日本テレビ 持ち株会社に移行 BS、CSを経営統合

国内大手地上波放送局の日本テレビ放送網が、持ち株会社に移行する。5月10日に同社の関係会社である衛星放送局BS日本、CS放送局シーエス日本と経営統合で合意した。
日本テレビは現在の事業のうちグループ管理事業以外を事業分割として子会社に移行、さらに2012年10月1日付で日本テレビホールディングス(日本テレビHD)に商号変更する。日本テレビHDは(新)日本テレビ放送網となる分割子会社、BS日本、シーエス日本などを統括する持ち株会社として機能する。BS日本、シーエス日本は株式交換により、日本テレビHDの完全子会社となる予定だ。

日本テレビHDは、3つの放送局のほか、映像パッケージのグループ会社バップや日本テレビ音楽なども子会社として管理する。

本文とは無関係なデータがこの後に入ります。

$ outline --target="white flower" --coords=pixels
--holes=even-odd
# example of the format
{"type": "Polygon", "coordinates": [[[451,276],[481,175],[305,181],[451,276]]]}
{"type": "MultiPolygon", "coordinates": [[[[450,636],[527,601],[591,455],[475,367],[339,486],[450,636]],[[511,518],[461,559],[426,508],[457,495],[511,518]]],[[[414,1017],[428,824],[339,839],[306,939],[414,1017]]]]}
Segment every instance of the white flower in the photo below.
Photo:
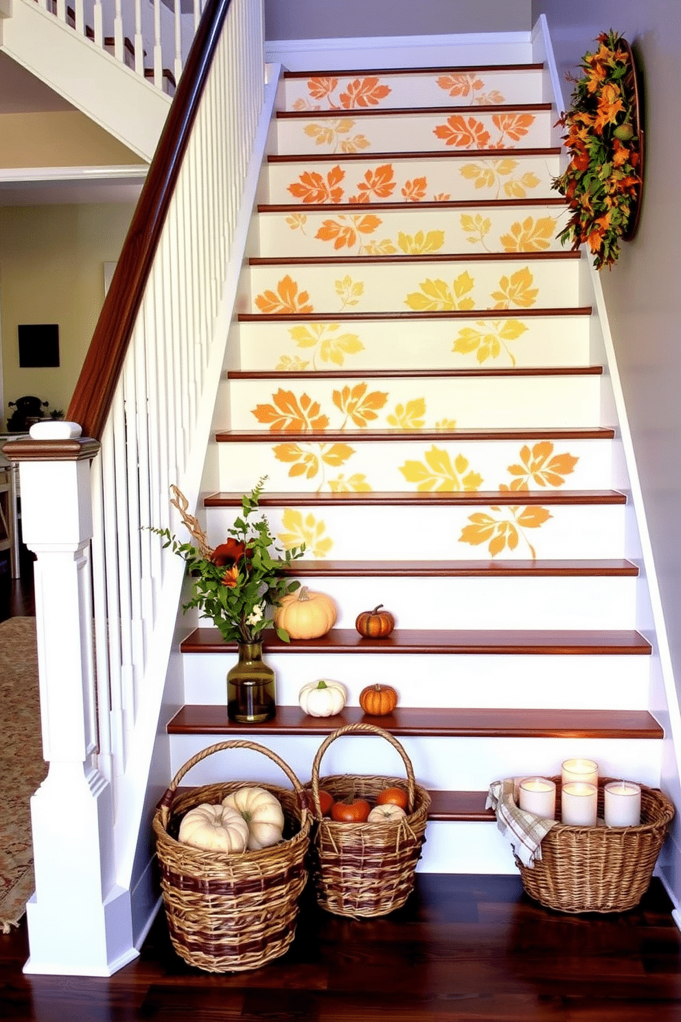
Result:
{"type": "Polygon", "coordinates": [[[246,618],[246,624],[257,624],[258,621],[261,621],[263,609],[264,605],[261,603],[258,603],[255,607],[253,607],[252,612],[246,618]]]}

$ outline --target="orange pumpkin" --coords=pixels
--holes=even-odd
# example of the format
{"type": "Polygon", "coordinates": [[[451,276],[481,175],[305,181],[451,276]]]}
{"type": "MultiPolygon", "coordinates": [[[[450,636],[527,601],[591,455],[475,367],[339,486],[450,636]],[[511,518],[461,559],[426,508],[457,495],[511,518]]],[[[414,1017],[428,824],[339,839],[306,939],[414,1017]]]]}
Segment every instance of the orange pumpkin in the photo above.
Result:
{"type": "Polygon", "coordinates": [[[397,693],[390,685],[368,685],[359,693],[359,705],[370,716],[386,716],[397,705],[397,693]]]}
{"type": "Polygon", "coordinates": [[[379,603],[373,610],[362,610],[357,615],[354,626],[360,636],[366,639],[385,639],[395,626],[395,618],[389,610],[381,610],[383,606],[379,603]]]}

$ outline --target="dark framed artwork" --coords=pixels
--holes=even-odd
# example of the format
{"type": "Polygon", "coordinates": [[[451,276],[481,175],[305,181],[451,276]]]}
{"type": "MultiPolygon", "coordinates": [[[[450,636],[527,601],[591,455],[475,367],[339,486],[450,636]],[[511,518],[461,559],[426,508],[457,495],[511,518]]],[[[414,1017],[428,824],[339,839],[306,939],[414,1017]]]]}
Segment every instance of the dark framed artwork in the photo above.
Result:
{"type": "Polygon", "coordinates": [[[59,365],[59,325],[22,323],[19,337],[19,369],[43,369],[59,365]]]}

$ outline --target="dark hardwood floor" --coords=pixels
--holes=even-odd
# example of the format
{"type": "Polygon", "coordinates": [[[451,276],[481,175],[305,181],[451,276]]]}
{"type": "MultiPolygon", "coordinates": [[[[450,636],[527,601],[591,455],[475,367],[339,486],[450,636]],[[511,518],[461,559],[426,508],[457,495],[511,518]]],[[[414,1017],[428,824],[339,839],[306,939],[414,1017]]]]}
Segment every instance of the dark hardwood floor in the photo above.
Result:
{"type": "Polygon", "coordinates": [[[26,925],[0,936],[0,1014],[39,1022],[678,1022],[681,935],[656,879],[633,912],[558,915],[517,877],[420,875],[403,909],[341,919],[303,902],[283,958],[212,975],[162,913],[110,979],[25,976],[26,925]]]}
{"type": "MultiPolygon", "coordinates": [[[[0,620],[34,614],[33,566],[0,573],[0,620]]],[[[493,826],[486,824],[485,826],[493,826]]],[[[417,876],[403,909],[353,921],[307,892],[286,956],[212,975],[171,946],[161,911],[110,979],[28,976],[26,917],[0,934],[0,1018],[21,1022],[681,1022],[681,933],[653,878],[622,915],[561,915],[519,876],[417,876]]]]}

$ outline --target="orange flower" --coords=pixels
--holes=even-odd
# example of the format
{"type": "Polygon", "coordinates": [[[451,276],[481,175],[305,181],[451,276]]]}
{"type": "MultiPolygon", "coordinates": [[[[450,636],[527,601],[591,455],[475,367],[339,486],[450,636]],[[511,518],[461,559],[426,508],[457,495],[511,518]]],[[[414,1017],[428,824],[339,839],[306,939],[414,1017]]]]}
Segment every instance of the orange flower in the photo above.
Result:
{"type": "Polygon", "coordinates": [[[236,564],[233,564],[231,568],[228,568],[223,575],[223,586],[227,586],[228,589],[235,589],[239,583],[239,568],[236,564]]]}

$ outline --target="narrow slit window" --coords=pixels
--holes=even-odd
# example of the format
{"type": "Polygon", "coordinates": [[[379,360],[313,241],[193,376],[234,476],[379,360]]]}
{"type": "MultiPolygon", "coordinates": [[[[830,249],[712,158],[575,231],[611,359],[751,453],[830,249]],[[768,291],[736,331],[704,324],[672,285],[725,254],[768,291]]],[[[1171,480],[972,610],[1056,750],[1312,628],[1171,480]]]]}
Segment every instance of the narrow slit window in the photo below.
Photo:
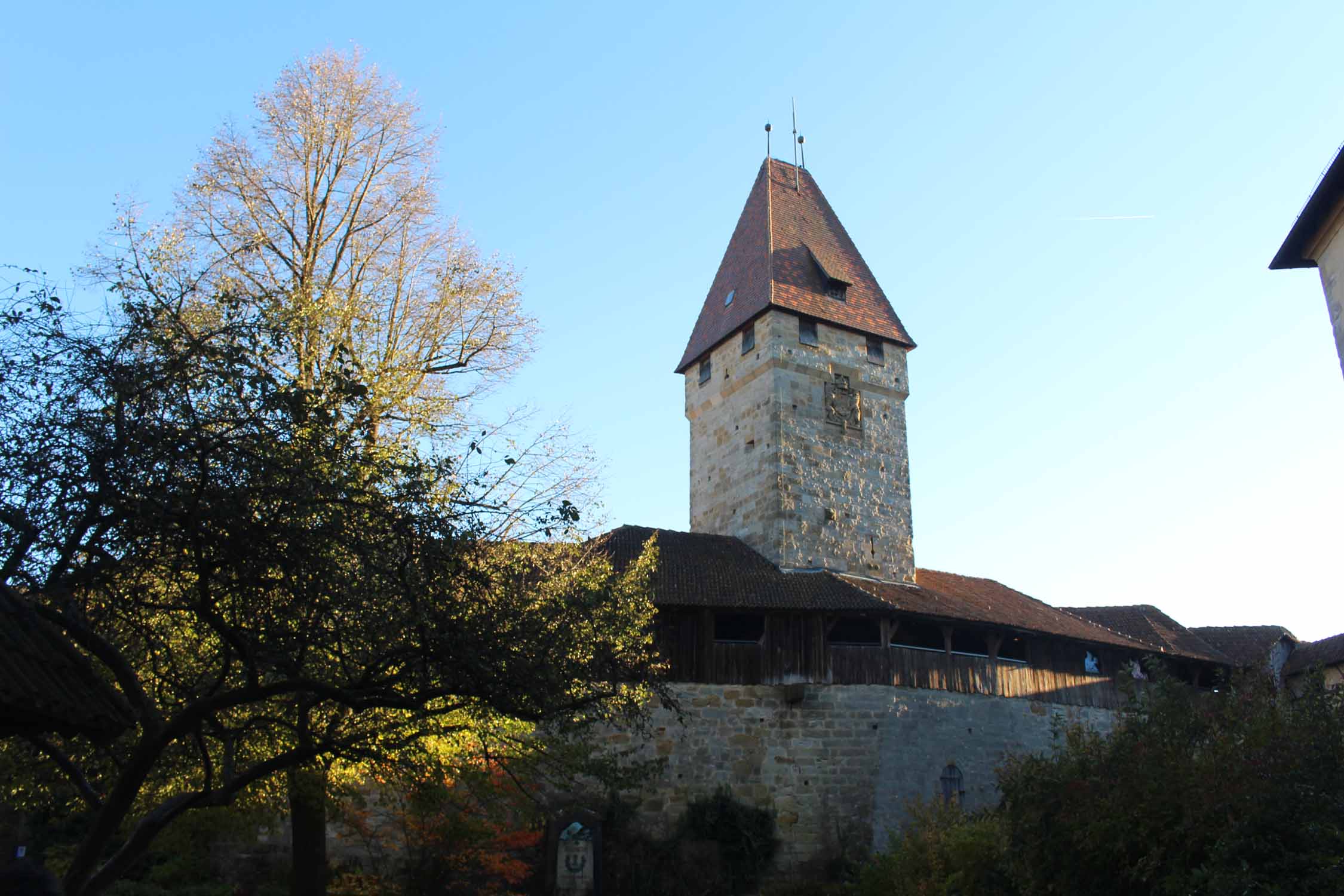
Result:
{"type": "Polygon", "coordinates": [[[817,322],[810,317],[798,318],[798,341],[804,345],[817,344],[817,322]]]}
{"type": "Polygon", "coordinates": [[[761,643],[765,637],[762,613],[716,613],[714,639],[718,643],[761,643]]]}
{"type": "Polygon", "coordinates": [[[938,786],[942,789],[942,801],[945,803],[961,803],[966,795],[966,783],[961,776],[961,768],[957,768],[952,763],[938,775],[938,786]]]}
{"type": "Polygon", "coordinates": [[[989,642],[985,635],[974,629],[952,630],[952,652],[965,657],[988,657],[989,642]]]}
{"type": "Polygon", "coordinates": [[[882,340],[876,336],[868,337],[868,363],[870,364],[886,364],[886,352],[882,348],[882,340]]]}
{"type": "Polygon", "coordinates": [[[1008,662],[1027,662],[1027,639],[1019,635],[1005,635],[999,645],[999,658],[1008,662]]]}
{"type": "Polygon", "coordinates": [[[827,633],[827,643],[849,647],[880,647],[882,625],[876,619],[843,617],[827,633]]]}
{"type": "Polygon", "coordinates": [[[942,629],[931,622],[902,619],[895,634],[891,635],[891,646],[942,653],[942,629]]]}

一方で、アニメ製作のマッドハウス、ネット・モバイル関連事業のフォアキャスト・コミュニケーションズは(新)日本テレビ放送網の子会社で、日本テレビHDの孫会社となる。同様に映画事業の日活、映像作品投資ファンドD.N.ドリームパートナーズも(新)日本テレビ放送網の関連会社の位置づけだ。

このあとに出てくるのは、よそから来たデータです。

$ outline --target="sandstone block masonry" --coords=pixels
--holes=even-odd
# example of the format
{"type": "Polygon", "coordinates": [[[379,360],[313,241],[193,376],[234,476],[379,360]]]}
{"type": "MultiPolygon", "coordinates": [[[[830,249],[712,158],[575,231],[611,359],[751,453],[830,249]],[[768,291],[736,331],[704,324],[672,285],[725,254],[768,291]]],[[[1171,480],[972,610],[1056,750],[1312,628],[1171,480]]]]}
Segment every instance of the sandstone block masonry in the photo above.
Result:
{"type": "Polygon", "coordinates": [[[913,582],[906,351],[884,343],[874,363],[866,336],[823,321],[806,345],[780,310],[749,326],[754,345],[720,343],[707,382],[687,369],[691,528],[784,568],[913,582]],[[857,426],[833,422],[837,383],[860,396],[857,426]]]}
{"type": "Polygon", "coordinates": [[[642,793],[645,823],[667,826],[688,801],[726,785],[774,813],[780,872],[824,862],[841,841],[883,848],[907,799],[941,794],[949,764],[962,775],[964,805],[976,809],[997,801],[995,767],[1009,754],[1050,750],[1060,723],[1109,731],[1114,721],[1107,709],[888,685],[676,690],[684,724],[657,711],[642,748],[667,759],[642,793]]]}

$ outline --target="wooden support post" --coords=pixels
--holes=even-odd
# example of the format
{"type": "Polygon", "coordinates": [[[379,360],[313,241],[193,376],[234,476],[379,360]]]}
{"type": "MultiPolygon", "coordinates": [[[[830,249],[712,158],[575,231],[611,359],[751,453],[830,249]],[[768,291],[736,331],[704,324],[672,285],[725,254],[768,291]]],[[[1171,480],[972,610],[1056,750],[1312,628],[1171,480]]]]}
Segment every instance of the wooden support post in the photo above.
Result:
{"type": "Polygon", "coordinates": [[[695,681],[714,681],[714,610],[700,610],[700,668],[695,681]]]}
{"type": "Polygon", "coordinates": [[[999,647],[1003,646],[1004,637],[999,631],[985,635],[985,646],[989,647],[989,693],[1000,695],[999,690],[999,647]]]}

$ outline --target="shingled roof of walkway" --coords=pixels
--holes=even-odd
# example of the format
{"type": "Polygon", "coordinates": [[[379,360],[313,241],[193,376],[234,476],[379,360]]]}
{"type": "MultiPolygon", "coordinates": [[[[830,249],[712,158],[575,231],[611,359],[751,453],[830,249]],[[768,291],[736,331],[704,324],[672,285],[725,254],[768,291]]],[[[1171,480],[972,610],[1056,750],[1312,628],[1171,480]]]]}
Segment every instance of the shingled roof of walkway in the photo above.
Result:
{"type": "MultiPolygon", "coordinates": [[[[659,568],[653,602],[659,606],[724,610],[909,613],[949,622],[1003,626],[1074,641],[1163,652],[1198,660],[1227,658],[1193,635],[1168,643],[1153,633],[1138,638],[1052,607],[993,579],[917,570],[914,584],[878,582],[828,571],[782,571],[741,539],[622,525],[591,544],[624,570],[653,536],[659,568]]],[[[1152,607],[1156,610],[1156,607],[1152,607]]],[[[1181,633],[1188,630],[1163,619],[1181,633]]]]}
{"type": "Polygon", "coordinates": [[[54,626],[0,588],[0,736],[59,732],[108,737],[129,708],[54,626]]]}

日本テレビの2012年3月期の売上高はおよそ3000億円超ある。BS日本は約110億円、シーエス日本は日テレG+、日テレNEWS24、日テレプラスなどを運営し40億円程度の売り上げになる。経営規模の違いから見ても、事実上、日本テレビが両局を吸収したかたちだ。
持ち株会社への移行は、同一企業が複数の放送局を保有することを容易にした認定放送持株会社が認められるようになったためだ。在京キー局では、すでにフジテレビ、TBS(東京放送)、テレビ東京も持ち株会社に移行しておりこれに続く動きだ。

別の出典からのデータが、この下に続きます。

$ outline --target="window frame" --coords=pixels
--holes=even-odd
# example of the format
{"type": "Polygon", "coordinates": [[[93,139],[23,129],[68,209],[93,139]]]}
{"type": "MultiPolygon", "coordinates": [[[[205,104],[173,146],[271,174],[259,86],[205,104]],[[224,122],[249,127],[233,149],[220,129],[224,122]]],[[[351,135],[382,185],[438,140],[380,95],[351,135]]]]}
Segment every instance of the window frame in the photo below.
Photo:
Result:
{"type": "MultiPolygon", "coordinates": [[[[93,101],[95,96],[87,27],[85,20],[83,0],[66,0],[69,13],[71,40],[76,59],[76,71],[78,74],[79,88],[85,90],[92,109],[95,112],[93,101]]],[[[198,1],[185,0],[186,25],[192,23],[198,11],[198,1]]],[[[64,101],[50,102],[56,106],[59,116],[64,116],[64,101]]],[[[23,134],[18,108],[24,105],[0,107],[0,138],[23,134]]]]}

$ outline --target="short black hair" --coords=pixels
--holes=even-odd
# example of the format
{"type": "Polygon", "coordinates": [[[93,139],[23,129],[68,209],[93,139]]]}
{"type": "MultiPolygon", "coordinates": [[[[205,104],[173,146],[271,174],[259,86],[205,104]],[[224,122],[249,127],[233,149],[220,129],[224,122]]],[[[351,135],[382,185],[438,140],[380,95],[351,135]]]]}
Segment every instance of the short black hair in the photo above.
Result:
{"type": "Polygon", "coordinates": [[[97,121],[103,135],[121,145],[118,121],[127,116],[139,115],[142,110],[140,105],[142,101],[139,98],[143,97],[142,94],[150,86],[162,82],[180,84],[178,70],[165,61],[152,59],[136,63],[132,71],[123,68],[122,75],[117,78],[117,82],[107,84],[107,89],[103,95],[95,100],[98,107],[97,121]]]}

日本テレビは今回の持ち株会社化で、地上波放送と成長の続くBSチャンネル、CSチャンネルをより一体的に運営できるようになる。メディアごとの棲み分けも進みそうだ。
さらに、放送・メディアとコンテンツ(番組)制作の強化も進めるとしている。持株会社設立をきっかけに、事業の多角化もさらに目指されることになりそうだ。